Requires that private network requests for subresources from public websites may only be initiated from a secure context. Examples include internet to intranet requests and internet to loopback requests. This is a first step towards fully implementing Private Network Access: https://wicg.github.io/private-network-access/
No interoperability risks. Compatibility risk is small but non-negligible. UseCounters show ~0.1% of page visit making use of this feature. Direct outreach to the largest users per UKM data revealed no objections to this launch. Rolling this deprecation out to beta per the previous I2S resulted in more feedback about the compatibility risk and the need for a time extension.
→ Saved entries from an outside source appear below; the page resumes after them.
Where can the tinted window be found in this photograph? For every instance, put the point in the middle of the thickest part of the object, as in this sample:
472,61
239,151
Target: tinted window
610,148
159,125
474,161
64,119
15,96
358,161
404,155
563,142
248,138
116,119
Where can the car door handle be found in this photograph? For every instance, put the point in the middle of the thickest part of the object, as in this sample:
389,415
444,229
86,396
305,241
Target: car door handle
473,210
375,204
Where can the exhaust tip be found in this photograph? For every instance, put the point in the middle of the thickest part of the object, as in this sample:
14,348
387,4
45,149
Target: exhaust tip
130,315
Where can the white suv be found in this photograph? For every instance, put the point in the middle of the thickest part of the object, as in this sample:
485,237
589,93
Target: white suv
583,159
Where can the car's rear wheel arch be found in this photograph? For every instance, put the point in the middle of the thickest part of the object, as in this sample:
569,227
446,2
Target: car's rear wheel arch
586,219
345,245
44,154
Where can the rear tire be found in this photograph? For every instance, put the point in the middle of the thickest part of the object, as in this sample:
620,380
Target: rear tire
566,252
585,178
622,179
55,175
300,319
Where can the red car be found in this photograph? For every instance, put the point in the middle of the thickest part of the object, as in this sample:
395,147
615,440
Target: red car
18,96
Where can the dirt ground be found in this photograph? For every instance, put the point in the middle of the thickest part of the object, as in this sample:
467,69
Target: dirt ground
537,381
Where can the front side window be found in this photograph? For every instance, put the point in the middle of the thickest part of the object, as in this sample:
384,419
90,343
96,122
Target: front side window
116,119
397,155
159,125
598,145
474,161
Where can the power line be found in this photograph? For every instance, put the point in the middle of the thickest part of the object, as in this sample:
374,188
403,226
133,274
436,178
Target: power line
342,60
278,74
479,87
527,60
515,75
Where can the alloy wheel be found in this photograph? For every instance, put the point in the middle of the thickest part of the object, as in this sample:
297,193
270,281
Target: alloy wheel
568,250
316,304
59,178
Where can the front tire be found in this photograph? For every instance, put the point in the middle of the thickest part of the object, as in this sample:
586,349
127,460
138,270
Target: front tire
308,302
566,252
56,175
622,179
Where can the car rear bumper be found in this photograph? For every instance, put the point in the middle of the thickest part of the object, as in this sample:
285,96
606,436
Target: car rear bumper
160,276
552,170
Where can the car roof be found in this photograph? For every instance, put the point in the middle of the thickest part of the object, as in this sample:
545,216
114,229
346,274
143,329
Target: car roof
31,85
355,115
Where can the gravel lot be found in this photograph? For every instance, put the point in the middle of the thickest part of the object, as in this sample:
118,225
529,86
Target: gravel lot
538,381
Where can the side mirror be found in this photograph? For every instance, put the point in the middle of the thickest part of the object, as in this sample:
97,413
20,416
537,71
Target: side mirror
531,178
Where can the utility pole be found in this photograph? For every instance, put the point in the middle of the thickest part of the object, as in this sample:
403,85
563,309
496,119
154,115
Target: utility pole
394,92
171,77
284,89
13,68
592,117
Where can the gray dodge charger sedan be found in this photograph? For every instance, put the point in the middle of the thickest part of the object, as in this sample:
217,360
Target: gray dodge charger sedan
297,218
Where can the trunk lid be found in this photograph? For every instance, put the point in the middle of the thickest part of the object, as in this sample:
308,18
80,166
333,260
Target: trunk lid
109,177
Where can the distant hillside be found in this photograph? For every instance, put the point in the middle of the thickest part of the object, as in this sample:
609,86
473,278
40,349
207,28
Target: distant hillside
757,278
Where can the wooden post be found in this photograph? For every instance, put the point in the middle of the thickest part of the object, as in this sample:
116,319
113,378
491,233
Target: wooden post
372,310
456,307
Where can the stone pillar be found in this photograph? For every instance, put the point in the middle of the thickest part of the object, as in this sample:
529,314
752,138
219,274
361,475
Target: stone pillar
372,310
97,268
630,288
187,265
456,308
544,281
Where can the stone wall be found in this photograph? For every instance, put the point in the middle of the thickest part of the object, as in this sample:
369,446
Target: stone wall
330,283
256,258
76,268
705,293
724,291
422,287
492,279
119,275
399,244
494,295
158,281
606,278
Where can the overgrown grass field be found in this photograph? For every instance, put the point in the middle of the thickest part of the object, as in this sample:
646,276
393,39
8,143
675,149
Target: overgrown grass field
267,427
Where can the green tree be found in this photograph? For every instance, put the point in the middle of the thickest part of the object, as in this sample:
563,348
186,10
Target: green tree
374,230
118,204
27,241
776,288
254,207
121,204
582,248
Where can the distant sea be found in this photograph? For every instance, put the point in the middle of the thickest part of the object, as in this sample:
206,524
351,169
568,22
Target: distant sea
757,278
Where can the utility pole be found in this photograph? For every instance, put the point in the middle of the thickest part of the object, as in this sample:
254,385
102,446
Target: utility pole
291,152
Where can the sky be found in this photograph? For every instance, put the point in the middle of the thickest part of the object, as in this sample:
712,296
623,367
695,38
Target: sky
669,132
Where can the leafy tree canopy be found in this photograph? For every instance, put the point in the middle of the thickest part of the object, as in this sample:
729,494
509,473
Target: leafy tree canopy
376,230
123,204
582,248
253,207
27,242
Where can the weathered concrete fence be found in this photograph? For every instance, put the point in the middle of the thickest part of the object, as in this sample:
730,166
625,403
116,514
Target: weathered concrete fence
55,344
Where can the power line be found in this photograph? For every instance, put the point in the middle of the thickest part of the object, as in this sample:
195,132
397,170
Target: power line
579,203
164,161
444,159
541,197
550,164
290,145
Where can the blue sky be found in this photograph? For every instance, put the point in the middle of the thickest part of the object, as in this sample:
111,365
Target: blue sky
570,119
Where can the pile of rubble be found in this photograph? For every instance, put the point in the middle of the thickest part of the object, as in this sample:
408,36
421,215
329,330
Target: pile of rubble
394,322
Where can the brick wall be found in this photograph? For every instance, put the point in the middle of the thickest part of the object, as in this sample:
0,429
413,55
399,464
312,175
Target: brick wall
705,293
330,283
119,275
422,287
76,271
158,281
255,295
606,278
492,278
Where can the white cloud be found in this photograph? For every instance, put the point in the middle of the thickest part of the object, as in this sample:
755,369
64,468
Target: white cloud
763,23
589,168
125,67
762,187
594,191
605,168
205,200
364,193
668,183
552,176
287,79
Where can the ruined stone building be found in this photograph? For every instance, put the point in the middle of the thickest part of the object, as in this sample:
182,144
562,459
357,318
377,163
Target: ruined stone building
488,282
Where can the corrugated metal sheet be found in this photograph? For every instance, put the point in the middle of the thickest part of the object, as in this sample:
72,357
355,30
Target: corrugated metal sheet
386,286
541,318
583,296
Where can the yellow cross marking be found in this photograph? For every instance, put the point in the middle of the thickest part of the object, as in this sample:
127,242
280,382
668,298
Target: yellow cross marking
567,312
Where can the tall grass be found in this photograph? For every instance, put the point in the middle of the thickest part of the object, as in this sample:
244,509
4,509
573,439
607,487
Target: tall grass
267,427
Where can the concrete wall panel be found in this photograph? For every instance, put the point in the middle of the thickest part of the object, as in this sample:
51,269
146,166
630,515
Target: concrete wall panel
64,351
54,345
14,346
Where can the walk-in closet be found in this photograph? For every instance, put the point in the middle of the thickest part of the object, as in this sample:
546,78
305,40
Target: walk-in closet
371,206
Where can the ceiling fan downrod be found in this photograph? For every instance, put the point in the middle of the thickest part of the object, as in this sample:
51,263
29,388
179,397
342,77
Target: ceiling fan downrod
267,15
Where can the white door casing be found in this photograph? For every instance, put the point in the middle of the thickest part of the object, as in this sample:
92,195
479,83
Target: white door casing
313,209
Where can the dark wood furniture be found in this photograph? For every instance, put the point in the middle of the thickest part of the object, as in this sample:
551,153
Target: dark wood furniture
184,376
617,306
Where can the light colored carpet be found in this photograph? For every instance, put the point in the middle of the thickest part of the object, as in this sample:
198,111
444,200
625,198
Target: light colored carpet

See the following doc for an extensive discussion: https://docs.google.com/document/d/1bpis0QwaA9ZrRFmpPW6LiaPmdwT0UhhUMNsEnU0zfLk/edit
Developers of non-secure sites that rely upon local servers will need to upgrade to HTTPS. This might cause some complications, as mixed-content checks will begin to apply. Chrome carves out HTTP access to loopback (as perhttps://w3c.github.io/webappsec-secure-contexts/#localhost), which is a release valve for folks who don't want to go through the effort of securely-distributing certs for local servers. The initial launch in M92 was delayed due to compatibility risks surfaced during the rollout to beta. See this doc for a lot more details: https://docs.google.com/document/d/1bpis0QwaA9ZrRFmpPW6LiaPmdwT0UhhUMNsEnU0zfLk/edit
This change should be security-positive.
Does this intent deprecate or change behavior of existing APIs, such that it has potentially high risk for Android WebView-based applications?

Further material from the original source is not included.